Type A IMH tends to have a higher incidence of the above complications due to higher wall stress and tension on the ascending aorta compared with more stable type B IMH. The risk of conversion to classical type A AD despite optimal medical management is particularly high in patients with a dilated aorta to 48–50 mm or with an IMH thickness of 11 mm (6-8). In this settings, the initial treatment should be emergent or urgent surgery for most patients without extremely-high surgical risks. Interestingly, Uchida et al. demonstrated higher incidences of PE/cardiac tamponade in type A IMH compared with a classical type A AD (9). Pathology of aortic specimens collected at surgery revealed that AD tended to occur in the media closer to the adventitia. In other words, the actual incidence of “uncomplicated” type A IMH without PE might be lower. In cases with more than a moderate amount of PE and without the above surgical criteria of over 50 mm in aortic diameter and 11 mm of IMH thickness, pericardial drainage would be a useful treatment option particularly for high-risk or inoperable patients to improve the hemodynamics and preventing cardiac tamponade, thus avoiding more invasive open repairs (10).

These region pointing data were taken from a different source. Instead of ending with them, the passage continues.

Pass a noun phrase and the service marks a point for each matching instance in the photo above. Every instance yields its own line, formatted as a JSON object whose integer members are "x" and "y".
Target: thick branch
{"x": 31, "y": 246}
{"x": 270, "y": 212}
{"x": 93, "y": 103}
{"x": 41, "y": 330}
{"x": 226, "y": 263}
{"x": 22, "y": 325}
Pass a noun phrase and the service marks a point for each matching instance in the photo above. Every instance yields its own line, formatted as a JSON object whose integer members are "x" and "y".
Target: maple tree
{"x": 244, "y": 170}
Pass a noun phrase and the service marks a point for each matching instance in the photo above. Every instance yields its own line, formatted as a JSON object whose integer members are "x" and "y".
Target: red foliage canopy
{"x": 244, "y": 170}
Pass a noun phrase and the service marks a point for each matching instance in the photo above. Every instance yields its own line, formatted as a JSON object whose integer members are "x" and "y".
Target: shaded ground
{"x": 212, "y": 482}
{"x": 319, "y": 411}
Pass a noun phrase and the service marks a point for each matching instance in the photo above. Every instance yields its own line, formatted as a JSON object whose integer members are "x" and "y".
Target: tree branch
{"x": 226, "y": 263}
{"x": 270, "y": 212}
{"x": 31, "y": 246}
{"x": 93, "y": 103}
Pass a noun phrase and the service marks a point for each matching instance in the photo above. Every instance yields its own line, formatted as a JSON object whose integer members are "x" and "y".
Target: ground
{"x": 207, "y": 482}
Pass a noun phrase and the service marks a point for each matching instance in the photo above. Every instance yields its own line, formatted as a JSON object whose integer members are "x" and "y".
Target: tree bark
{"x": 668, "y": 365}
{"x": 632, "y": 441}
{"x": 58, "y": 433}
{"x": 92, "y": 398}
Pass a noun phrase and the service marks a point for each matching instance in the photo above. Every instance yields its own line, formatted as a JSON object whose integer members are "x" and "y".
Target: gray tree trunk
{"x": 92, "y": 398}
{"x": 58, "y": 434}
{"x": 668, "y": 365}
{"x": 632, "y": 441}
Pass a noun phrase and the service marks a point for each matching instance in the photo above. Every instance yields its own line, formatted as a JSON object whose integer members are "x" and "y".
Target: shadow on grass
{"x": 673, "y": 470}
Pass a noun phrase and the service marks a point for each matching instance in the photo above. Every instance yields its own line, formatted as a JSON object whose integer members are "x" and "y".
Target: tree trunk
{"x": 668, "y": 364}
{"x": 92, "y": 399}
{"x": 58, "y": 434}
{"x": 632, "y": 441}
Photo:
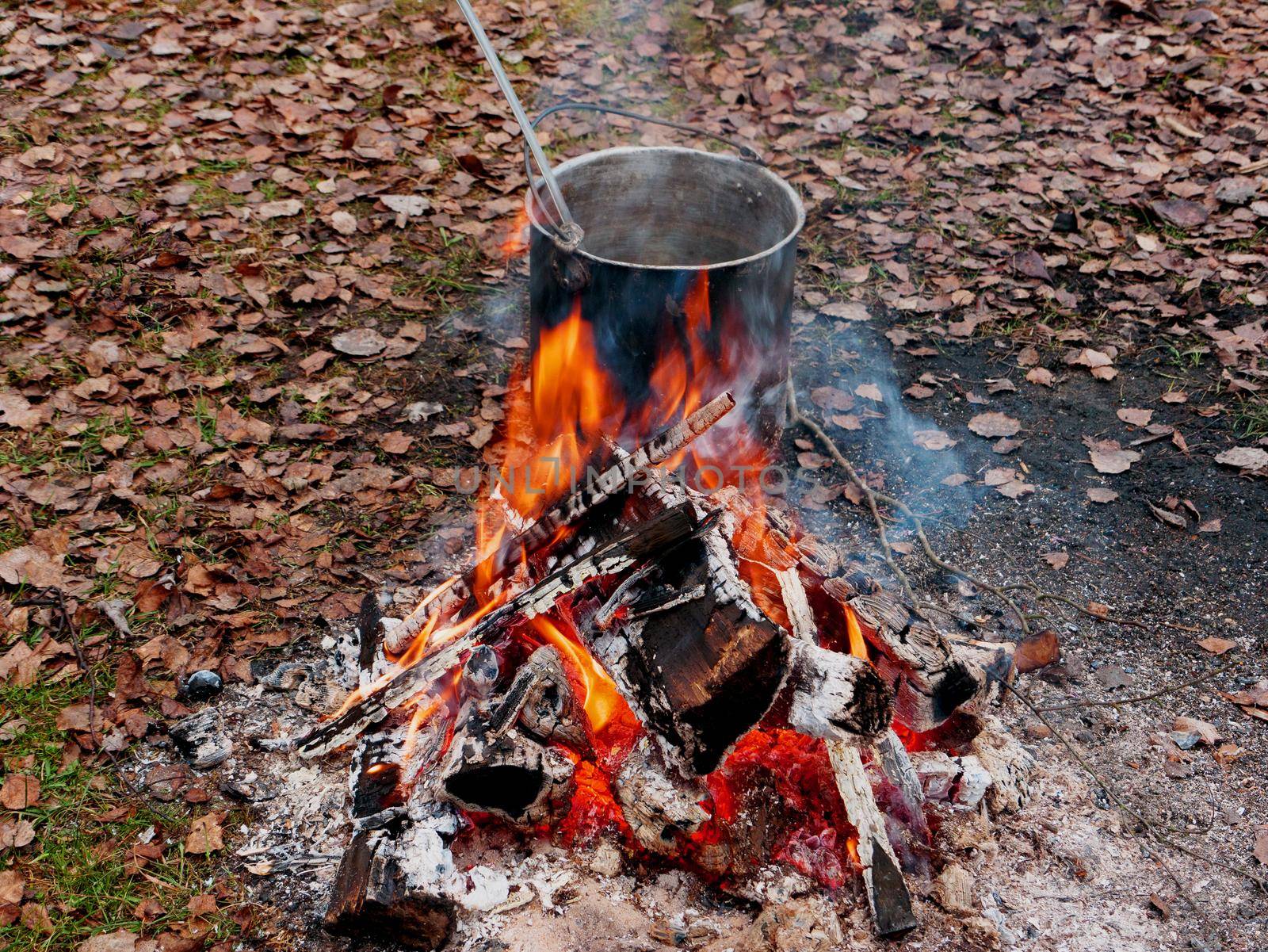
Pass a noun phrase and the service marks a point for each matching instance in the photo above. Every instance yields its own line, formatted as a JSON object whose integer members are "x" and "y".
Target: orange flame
{"x": 598, "y": 694}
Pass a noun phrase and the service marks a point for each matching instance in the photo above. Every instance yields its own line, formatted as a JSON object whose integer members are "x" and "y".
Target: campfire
{"x": 650, "y": 648}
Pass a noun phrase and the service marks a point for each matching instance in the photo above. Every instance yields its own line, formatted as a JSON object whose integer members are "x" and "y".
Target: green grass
{"x": 79, "y": 865}
{"x": 1251, "y": 419}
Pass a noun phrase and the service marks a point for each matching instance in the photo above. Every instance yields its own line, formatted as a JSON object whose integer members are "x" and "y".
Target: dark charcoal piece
{"x": 203, "y": 686}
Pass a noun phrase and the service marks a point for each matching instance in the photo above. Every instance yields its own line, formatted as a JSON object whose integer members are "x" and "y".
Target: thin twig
{"x": 1125, "y": 702}
{"x": 874, "y": 499}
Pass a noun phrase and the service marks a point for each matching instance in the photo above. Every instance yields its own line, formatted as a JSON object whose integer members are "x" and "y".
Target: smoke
{"x": 887, "y": 442}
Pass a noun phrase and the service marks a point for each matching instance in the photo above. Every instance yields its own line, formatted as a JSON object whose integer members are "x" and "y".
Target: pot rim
{"x": 789, "y": 192}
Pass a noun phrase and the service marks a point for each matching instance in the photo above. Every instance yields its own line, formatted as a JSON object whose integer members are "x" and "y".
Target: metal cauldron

In the conservative, wait-and-watch approach the interval of imaging evaluation is also important. However, there have been no clear recommendations for the appropriate interval guidelines. We believe that initial surveillance imaging should be carried out within 24 hours of the initial investigation, because AD is unstable during the super-acute phase of the first 24–48 h. Fortunately, the IMH thickness is easily recognized even in non-enhanced CT-scans. However, during this phase, conversion from IMH to IMH with a ULP or to classical AD can potentially occur. In cases with enlarged ascending aorta or thickened IMH, if possible, contrast enhanced CT-scan is recommended to demonstrate all features clearly at the second assessment.
In cases with ‘uncomplicated’ type A IMH with the maximum aortic diameter less than 50 mm and the IMH thickness less than 11 mm, the first line treatment might be a wait-and-watch strategy as determined by a multidisciplinary aorta team including sufficient surgical support. However, during conservative treatment, the occurrence of critical sequelae such as PE/cardiac tamponade, rupture, significant aortic regurgitation, and organ malperfusion, or further dilatation of the aorta over 50 mm and/or extension of IMH over 11 mm, change of treatment strategy to urgent open aortic repair is recommended.
Conflicts of Interest: The author has no conflicts of interest to declare.